How to sort an array based on amount of unusual digits

Question

I have to write a function that accepts an array of integers as arguments and display back to the user the "unusual" digits. Digits that appear only in one integer and not the rest, and then sort the array so that the integer with the largest occurrences of unusual digits is to be moved to the first element of the array, then followed by the integer with the next largest number of occurrences of unsual digits.

Input:

113
122
1000

Output:
There is 3 unusual digits:

0 occurs 3 times in 1000
2 occurs 2 times in 122
3 occurs 1 time in 113

Sorted:

1000
122
113

My question is how can I retrieve the integers that were associated with the unusual digits so that I can sort them in the future?

I would like to know which integer digit 0 came from and how many times it occurred in that integer.

Here's what I have so far, I apologize if the code is bad. I am not allowed to use any additional libraries other than iostream and all function calls must be written myself.

#include <iostream>

using namespace std;

void getUncommon(int* iAry, int size) {
    const int size2 = 10;
    int* tmpAry = new int[size];
    int totalCount[size2] = { 0 };
    int currentCount[size2] = { 0 };
    int totalUncommon = 0;
    int i, j;

    for (i = 0; i < size; i++) {
        tmpAry[i] = iAry[i];
        if (tmpAry[i] < 0)
            tmpAry[i] *= -1;

        for (j = 0; j < size2; j++)
            currentCount[j] = 0;

        if (tmpAry[i] == 0) {
            currentCount[0] = 1;
        }

        while (tmpAry[i] / 10 != 0 || tmpAry[i] % 10 != 0){
            currentCount[tmpAry[i] % 10] = 1;
            tmpAry[i] /= 10;
        }

        for (j = 0; j < size2; j++) {
            totalCount[j] += currentCount[j];
        }
    }

    for (i = 0; i < size2; i++) {
        if (totalCount[i] == 1) {
            totalUncommon++;
        }
    }

    cout << "Total of uncommon digits: " << totalUncommon << endl
        << "Uncommon digits:\n";
    if (totalUncommon == 0) {
        cout << "\nNo uncommon digits found.";
    }
    else {
        for (i = 0; i < size2; i++) {
            if (totalCount[i] == 1) {
                cout << i << endl;
            }
        }
    }

    return;
}

int main(){
    int* my_arry;
    int size;
    int i;

    cout << "How many integers? ";
    cin >> size;
    my_arry = new int[size];

    for (i = 0; i < size; i++) {
        cout << "Enter value #" << i + 1 << " : ";
        cin >> my_arry[i];
    }

    cout << "\nThe original array:" << endl;
    for (i = 0; i < size; i++) {
        cout << my_arry[i] << endl;
    }

    cout << "\nCalling function -\n" << endl;

    getUncommon(my_arry, size);

    delete[] my_arry;

    return 0;
}

Thanks ahead of time.

Answer 1

You can create a map with the digits 0 1 2 ... 9 as the key, and a pair of pointer to/index of integer containing the digit and number of occurrences of the digit in the integer as the value of the key-value pair.
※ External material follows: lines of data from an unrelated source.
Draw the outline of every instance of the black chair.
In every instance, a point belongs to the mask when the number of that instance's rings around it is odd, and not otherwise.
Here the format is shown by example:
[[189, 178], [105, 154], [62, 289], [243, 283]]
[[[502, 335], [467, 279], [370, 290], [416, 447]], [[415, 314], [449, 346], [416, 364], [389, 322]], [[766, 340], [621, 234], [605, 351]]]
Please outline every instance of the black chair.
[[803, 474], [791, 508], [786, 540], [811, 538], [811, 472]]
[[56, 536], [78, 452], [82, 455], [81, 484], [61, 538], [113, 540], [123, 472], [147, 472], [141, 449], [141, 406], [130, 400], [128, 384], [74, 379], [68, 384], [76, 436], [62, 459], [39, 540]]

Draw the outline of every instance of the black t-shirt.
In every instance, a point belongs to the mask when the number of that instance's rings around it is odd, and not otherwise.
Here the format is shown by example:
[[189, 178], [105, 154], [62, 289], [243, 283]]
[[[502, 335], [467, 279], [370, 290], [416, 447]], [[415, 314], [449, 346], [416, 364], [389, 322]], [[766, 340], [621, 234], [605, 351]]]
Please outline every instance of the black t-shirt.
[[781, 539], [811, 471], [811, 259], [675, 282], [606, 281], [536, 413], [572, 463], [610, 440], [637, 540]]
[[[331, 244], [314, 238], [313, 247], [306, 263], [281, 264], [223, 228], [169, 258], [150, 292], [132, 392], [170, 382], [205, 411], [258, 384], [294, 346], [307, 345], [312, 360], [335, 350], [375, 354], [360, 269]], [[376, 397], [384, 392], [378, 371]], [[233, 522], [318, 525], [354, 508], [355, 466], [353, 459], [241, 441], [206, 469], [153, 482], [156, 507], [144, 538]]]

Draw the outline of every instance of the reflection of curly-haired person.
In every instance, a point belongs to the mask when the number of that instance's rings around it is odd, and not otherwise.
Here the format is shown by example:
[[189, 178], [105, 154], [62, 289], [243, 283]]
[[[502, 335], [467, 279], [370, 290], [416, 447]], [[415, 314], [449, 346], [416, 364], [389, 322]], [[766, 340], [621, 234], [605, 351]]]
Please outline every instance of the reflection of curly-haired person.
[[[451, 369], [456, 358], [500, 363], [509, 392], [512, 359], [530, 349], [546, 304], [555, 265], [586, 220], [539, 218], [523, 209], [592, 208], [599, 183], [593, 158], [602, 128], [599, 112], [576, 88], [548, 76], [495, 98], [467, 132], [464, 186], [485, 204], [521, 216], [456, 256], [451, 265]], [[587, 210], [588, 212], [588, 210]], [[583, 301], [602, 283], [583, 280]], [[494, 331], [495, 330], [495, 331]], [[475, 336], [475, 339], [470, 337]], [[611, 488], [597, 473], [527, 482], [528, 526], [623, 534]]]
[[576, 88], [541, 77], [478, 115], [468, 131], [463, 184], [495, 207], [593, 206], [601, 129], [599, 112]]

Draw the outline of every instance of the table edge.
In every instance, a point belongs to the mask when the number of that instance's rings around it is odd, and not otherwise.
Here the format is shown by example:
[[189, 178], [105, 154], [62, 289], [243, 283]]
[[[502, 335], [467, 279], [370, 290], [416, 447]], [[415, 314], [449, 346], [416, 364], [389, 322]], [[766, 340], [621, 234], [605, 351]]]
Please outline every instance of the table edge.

Start iterating on the integer list, extracting the digits and their number of occurrences from each integer. You can do that by either using the modulo operator, or using string functions (after converting the integer to string). Now, for each integer, access the map of digits for all the digits in the integer, and if the value is uninitialised, update the value with the pointer/index to this integer and the number of occurrences of the digit in this integer. If the map entry is already populated, that means that it's not an "unusual" digit. So you can mark that map entry with a marker that conveys that this particular digit is not "unusual" and hence no need to update this entry.

After iterating over the entire integer list in this manner, you can iterate the map to find out which digits are unusual. You can also access the containing integer from the pointer/index in the value portion of the map's key-value pair. You can sort these entries easily using any sorting algorithm (since the number of values to be sorted is very small, no need to worry about time complexity, pick the easiest one) on the number of occurrences value.